I think if you’d rather read about the downfall of the Culture, then you’ve somewhat profoundly missed the point of Ian’s writing.

1 comments

I don't know how the world described in the article is utopian. If anything, it's dystopian, in the vein of Brave New World.
I have an ongoing argument with my wife where I proclaim Brave New World to be a utopia, not a dystopia.

It's a society where the VAST majority of people are happy. Really truly happy. A society that is in ecological balance with nature.

If Brave New World is a dystopia, what does that make the world we live in now? It has to be some kind of super-dystopia, because it's worse in every way you can possibly imagine.

I'm pretty sure that if the Culture discovered a world like that of Brave New World they'd work to shut that society down pretty quickly as they'd be appalled at the idea of creating underclasses by intentionally exposing embryos to poisons (alcohol?).

The the society of Brave New World would fail as a utopia because of the "What would the Culture think?" test ;-)

I'm not saying it's the best possible utopia.
I don't think it's that complicated: because not everyone thinks "being happy" is the utmost peak of meaning or purpose. Many people desire challenges, difficulty, a grand narrative that comes with ups and downs.
And those people exist and are handled specifically in Brave New World. It's just that the system fucked up a bit and took a long time to find the protagonist of the book. But consider the world you and I live in where a vast majority of people who want challenges like this can never have them as they are stuck being dirt poor, or in criminality or something. It's gotten a lot better in the last 100 years, but it's no where close to BNW.
In the Culture, those are the people who join Contact/Special Circumstances, so they get what they want too.
Ursula K. LeGuin's 'The Ones Who Walk Away from Omelas' deals with this

https://shsdavisapes.pbworks.com/f/Omelas.pdf

that's not the point of Brave New World? We like to interpret it like a dystopian book (and I still think it is), but the book challenges you into explaining WHY.

It certainly plays the "moral" card, and more back when it was released. It FEELS dystopian because it plays at a different moral than ours. Oh, a world totally devoted to hedonism, with no families, everyone drugged all the time, where eugenics creates a cast system where people are clearly not equal.

Right now some of those things are less shocking than in 1932 (sexual promiscuity, for example), but Huxley makes a great work into presenting a good case on how the society presented WORKS and it is, at least, superficially a paradise. The book, after all, was written as a response to other "utopian" books that were describing "ideal societies".

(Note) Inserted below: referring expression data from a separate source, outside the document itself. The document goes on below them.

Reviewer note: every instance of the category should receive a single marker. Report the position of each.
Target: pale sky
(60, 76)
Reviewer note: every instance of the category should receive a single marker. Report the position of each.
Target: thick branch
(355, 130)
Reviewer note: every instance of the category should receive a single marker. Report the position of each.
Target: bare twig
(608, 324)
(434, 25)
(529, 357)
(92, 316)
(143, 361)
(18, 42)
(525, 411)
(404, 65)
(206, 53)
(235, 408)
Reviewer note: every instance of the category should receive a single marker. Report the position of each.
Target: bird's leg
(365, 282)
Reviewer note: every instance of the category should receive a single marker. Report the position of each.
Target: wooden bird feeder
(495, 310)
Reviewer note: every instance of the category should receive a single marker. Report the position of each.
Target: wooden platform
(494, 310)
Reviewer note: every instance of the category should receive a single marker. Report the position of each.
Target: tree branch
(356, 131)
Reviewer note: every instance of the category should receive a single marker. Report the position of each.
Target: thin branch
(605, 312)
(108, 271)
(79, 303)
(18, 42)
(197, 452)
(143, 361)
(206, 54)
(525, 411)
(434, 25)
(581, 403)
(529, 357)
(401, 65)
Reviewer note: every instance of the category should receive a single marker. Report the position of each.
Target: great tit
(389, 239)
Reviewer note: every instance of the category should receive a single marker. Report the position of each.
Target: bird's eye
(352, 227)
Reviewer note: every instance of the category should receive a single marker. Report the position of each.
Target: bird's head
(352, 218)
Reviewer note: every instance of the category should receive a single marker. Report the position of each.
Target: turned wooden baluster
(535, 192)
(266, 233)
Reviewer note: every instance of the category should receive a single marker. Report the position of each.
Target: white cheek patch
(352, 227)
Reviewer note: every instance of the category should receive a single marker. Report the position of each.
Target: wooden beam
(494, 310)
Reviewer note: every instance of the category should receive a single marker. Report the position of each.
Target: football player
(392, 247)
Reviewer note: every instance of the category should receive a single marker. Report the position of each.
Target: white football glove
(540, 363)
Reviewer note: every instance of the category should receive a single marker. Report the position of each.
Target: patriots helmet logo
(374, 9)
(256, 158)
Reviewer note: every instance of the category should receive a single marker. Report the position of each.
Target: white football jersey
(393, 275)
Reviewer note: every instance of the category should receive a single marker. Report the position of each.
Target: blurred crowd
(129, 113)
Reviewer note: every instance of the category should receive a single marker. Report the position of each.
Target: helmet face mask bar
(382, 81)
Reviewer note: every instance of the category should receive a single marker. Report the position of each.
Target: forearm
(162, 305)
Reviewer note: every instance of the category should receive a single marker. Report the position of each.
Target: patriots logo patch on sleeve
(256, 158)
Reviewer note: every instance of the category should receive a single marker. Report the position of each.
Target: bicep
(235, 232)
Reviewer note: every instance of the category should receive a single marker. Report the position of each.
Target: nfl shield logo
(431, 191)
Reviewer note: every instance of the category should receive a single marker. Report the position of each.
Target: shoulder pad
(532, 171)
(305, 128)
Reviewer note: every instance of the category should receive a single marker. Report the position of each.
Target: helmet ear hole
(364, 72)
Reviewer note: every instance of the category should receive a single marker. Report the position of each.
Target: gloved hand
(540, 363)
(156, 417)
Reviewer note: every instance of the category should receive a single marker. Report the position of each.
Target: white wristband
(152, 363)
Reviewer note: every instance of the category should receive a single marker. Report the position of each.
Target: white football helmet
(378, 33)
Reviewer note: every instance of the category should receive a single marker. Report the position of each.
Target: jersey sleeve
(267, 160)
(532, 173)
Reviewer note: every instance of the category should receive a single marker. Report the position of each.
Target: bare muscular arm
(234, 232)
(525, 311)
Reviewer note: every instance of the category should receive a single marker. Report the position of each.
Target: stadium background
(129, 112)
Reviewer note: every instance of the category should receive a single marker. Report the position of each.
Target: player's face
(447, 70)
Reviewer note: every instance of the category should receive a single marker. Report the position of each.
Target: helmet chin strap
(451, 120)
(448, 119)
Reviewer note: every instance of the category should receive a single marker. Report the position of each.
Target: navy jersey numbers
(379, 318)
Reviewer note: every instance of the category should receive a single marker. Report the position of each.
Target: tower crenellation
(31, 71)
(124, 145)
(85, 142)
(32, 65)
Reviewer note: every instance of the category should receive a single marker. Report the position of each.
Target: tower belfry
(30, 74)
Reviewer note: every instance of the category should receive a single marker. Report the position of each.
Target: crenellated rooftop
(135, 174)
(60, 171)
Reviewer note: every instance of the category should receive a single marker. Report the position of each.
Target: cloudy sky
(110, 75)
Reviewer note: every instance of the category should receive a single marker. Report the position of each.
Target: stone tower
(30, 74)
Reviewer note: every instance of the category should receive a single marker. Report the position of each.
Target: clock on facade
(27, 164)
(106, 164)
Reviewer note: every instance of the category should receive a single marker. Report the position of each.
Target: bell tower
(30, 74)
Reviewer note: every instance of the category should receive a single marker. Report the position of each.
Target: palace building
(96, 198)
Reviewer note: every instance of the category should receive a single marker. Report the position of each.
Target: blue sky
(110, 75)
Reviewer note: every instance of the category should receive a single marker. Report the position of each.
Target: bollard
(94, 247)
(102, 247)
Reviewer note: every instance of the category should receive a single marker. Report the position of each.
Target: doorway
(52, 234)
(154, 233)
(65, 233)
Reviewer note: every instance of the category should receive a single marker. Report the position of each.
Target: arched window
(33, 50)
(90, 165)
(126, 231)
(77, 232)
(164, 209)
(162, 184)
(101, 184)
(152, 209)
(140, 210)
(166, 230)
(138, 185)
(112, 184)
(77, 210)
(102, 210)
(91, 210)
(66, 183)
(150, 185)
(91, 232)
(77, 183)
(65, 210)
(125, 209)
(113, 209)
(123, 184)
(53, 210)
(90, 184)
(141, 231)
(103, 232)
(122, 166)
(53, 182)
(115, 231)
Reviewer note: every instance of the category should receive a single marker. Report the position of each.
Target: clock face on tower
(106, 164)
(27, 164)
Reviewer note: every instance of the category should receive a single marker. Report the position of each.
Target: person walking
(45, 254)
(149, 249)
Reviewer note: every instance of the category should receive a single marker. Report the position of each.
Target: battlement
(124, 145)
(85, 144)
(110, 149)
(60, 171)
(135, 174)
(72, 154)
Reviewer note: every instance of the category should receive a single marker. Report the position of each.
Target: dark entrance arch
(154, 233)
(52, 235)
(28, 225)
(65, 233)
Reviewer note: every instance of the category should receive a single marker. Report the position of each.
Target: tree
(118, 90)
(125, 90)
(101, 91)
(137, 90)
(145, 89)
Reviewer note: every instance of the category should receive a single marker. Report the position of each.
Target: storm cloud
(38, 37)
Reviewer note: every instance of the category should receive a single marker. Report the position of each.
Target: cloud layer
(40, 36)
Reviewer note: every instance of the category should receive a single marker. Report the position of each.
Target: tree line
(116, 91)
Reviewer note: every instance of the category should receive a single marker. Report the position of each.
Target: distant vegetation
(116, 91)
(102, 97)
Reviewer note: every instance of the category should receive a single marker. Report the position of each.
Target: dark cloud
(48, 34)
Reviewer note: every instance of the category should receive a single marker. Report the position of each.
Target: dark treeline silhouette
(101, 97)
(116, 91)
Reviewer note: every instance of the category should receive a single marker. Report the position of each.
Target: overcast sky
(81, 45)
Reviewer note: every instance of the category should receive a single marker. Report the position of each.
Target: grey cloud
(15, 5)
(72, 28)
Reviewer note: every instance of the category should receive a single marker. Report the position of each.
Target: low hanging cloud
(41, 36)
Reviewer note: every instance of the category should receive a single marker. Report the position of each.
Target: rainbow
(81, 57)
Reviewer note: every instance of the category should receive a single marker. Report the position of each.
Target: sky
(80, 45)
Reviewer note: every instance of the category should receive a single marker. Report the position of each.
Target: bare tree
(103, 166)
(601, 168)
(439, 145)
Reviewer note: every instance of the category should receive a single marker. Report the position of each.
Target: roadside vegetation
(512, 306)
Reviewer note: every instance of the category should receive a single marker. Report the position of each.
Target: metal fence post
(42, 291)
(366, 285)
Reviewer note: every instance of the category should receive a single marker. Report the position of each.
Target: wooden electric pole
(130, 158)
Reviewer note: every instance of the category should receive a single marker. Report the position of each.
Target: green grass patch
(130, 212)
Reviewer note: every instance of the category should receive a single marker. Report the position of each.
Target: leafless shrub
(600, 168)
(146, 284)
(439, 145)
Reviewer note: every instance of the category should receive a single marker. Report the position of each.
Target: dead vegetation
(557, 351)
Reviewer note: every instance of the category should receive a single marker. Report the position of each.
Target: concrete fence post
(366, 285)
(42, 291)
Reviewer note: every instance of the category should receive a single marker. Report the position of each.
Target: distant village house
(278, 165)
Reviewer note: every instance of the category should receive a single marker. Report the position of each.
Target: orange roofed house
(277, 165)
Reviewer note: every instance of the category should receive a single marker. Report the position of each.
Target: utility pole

I think that a lot of people, even today, gets a gut feeling that's a dystopia, and feel more identified with John the Savage, which is totally out of place and hates it. But I think that the genius of the book is that it presents a world that we can interpret as bad while their inhabitants live in bliss.

Yea.. I mean it's a dystopia FOR HIM. But that's not a statement of the society as a whole.
> I have an ongoing argument with my wife where I proclaim Brave New World to be a utopia, not a dystopia.

> It's a society where the VAST majority of people are happy. Really truly happy. A society that is in ecological balance with nature.

If you're locked up in prison, but the food is really, really good, aren't you living in a utopia?

It's not just the food. It's the social interactions are good, you get to go to great plays and other entertainment, and you have a work that is exactly matched to your cognitive level so you feel challenged by it but not frustrated.
The book tackles this directly.
Are they really truly happy? I got the impression they were superficially kept content by drugs, sex and social engineering. I recall strongly disliking their society.
Not much of a dystopia if you can leave at any point - and in fact be actively supported in leaving if that's your thing. The fact that the Culture seems to be inherently comfortable with people, ships and even chunks of society leaving or joining gives an indicator of how it really is "self consciously rational" as Banks put it.
Maybe I'm lost here because I haven't read the books, but how does this not lead to a fundamental contradiction?

The article says that the Culture intervenes in places that don't quite live up to their values or are otherwise problematic in some way. So if people leave the Culture and develop in ways that become unacceptable to the Culture and thus get interfered with again, how free are they to actually leave?

> The article says that the Culture intervenes in places that don't quite live up to their values or are otherwise problematic in some way.

In practice, they mostly intervene against people with, like, slavery and death camps, not minor philosophical differences (or even pretty major ones; many civilisations run artificial afterlives of eternal torment for their people, and the Culture doesn't openly intervene against _that_). A number of breakaway ex-Culture cultures show up in the books, along with various Culture dissidents.

> many civilisations run artificial afterlives of eternal torment for their people, and the Culture doesn't openly intervene against _that_

Key word: openly.

It can probably be assumed that the Culture does meddle to some extent with the Elench, Peace Faction and other ex-Culture offshoots, too.
The galaxy in the Culture novels is a big place full of many societies - a few at the same level of technological development as the Culture. So it wouldn't be that difficult to wander off somewhere and get lost and do your own thing.

However, if you do go off and set up your own fascist dictatorship outside of the Culture there is also no protection should the Grey Area come hunting for you.

It really isn't though, if you read the actual novels.